The High Court in Johannesburg has refused to allow two University of Witwatersrand students to remain on campus after they and their peers were this week told to evacuate as South Africa continues to try to curtail the spread of Covid-19.

Judge Sharise Weiner this morning said that if she were to grant the students the relief they were seeking, “the university would have to extend such relief to all students in residence” and that this would “defeat the very object the university and the country is striving to achieve”.

She also said it would be “logistically impossible” to allow students to remain in their residences during this period because the cooking and cleaning staff would not be working.

The university this week announced the mid-term break would be brought forward and that its recess would begin on Tuesday.
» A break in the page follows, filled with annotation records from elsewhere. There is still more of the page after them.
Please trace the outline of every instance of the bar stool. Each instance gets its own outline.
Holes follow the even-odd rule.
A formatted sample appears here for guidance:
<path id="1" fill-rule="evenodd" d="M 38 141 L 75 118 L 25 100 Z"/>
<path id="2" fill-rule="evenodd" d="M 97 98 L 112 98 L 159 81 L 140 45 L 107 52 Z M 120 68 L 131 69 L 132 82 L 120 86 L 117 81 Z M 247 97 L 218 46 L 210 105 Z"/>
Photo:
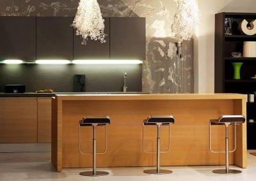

This after a medical student who had been in contact with a person infected with Covid-19 herself tested positive for the coronavirus.

The announcement prompted law students Lerato Moela and Matsobane Shaun Matlhwana to rush to court in hopes of securing an order allowing them to self-isolate at their residences.

On Wednesday, they argued before Judge Weiner that sending home potentially infected students could place their communities at risk.

But in handing down her ruling, the judge said it was important to highlight that neither Moela nor Matlhwana alleged that they had any symptoms.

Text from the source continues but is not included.